The Octavia Project uses the creative power of speculative fiction and community to envision new futures and greater possibilities for our world. They foster spaces of imagination and exploration for Brooklyn teens, blending creative writing, art, science, and technology to encourage critical thinking, build confidence, and develop skills in a myriad of subjects. They work with marginalized youth—youth of color, immigrant youth, LGBTQ youth, youth from low-income families—whose voices are often left out of decision-making processes. They believe that the futures, perspectives and communities being built by our participants are vital to the future. They aim to provide them with the support and tools they need to get there.

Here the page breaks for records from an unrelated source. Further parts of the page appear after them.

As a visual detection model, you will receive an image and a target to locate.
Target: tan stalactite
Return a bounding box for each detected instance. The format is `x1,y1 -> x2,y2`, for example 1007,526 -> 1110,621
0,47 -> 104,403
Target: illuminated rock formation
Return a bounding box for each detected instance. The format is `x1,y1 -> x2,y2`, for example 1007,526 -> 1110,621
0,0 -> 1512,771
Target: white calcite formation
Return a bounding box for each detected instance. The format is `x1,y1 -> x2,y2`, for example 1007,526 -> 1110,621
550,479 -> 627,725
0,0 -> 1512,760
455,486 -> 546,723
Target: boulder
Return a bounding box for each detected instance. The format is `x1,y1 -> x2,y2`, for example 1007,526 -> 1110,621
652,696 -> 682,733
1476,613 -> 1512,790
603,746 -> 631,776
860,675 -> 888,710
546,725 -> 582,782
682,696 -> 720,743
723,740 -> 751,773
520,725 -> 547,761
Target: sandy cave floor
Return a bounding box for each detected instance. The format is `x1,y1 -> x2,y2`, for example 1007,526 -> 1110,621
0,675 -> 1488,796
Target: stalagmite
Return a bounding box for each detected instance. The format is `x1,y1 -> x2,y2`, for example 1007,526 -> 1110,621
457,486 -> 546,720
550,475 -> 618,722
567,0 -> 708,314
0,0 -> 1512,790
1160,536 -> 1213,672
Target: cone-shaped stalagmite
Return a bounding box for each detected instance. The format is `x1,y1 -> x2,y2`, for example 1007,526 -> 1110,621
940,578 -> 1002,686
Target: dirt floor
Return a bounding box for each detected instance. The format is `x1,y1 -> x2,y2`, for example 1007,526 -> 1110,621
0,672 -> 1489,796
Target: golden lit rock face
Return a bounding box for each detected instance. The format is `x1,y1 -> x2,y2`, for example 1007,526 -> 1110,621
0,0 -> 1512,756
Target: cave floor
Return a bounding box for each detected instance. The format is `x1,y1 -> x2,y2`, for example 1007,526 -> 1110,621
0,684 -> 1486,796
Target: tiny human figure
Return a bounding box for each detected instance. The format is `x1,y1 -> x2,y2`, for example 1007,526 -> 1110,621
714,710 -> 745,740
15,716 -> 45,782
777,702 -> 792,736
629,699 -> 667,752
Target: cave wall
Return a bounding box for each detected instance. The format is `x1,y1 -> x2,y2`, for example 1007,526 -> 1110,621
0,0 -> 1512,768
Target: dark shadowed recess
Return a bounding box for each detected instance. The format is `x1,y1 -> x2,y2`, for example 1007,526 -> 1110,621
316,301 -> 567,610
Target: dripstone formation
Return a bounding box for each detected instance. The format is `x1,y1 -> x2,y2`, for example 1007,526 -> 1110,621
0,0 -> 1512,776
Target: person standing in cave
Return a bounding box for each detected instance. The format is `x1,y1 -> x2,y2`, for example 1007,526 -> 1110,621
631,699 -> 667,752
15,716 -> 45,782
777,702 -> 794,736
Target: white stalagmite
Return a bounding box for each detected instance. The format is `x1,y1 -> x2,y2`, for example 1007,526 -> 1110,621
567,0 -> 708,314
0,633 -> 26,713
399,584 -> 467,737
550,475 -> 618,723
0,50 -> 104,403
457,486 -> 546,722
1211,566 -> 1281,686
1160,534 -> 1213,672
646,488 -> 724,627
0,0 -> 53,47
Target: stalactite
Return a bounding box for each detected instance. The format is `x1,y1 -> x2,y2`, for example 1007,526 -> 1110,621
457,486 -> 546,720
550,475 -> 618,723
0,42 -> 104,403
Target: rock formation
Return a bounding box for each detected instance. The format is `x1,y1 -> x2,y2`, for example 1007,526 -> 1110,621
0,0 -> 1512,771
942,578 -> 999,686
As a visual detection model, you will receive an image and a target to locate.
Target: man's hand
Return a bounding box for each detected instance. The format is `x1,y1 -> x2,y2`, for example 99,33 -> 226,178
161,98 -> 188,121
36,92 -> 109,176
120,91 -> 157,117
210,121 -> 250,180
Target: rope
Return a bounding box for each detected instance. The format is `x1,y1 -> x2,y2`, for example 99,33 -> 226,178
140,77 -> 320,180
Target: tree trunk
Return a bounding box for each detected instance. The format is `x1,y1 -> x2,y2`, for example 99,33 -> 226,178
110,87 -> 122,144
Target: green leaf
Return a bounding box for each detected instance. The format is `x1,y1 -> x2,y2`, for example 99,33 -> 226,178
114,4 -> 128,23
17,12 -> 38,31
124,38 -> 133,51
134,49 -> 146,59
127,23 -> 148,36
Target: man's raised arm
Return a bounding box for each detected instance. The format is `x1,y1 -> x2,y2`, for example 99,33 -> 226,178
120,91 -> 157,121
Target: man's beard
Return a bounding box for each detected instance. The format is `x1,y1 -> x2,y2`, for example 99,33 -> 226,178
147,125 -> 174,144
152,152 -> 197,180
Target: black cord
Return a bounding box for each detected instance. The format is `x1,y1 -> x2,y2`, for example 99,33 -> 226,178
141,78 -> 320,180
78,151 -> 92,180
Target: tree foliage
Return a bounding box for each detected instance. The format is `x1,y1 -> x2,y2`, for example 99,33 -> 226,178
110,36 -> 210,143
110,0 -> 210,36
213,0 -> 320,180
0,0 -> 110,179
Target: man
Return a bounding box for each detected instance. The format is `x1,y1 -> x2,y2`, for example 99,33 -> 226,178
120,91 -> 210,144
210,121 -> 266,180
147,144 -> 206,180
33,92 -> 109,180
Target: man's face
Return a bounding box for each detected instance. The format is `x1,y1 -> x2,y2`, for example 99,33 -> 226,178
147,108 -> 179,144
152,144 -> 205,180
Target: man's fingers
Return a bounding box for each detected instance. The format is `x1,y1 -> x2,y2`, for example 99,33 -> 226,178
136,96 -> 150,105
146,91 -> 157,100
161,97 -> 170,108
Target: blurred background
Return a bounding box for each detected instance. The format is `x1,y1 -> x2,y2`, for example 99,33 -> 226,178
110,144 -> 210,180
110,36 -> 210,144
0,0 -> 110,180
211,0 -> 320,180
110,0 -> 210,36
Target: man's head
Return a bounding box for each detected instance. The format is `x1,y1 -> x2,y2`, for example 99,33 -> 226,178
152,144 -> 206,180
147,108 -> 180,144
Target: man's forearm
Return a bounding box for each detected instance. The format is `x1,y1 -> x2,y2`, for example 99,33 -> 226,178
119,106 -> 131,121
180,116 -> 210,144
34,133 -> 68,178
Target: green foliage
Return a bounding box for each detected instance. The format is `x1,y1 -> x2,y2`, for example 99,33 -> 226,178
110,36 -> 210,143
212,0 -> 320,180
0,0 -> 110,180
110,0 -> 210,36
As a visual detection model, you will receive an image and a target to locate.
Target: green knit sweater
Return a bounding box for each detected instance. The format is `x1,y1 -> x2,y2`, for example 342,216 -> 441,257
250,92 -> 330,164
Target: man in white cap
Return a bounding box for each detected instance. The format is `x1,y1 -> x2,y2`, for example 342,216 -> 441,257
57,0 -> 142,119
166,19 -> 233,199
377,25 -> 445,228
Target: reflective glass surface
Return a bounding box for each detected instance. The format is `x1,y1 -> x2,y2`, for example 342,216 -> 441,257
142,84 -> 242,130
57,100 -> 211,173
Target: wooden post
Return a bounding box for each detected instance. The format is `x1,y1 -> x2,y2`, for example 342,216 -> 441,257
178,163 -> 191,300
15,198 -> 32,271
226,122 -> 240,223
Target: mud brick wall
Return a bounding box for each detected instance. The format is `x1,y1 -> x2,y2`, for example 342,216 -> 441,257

During our free Summer Institute, young women and trans, gender non-conforming, or non-binary youth develop poems, plays, and stories that are enriched by interdisciplinary projects. Our workshops bring NYC teens together to muse on alternate histories and possible futures with Hugo Award winner N.K. Jemisin and Anaïs Duplan from The Center for Afrofuturist Studies; stretch their minds by coding interactive narrative-based games; world-build with architects and artists; and map new cities with urban planners.

Participants use their art and lived experiences to interrogate the hierarchies and assumptions undergirding our society. Their work grapples with issues of gentrification, body image, climate change, income inequality, racism, bullying, homophobia, and more. By combining art and writing with science and technology, the workshops demonstrate how inquiry, innovation, and storytelling are important across disciplines. Participants build necessary skills like critical thinking, creative problem-solving, digital media literacy, and self-expression while gaining confidence in their voice and vision.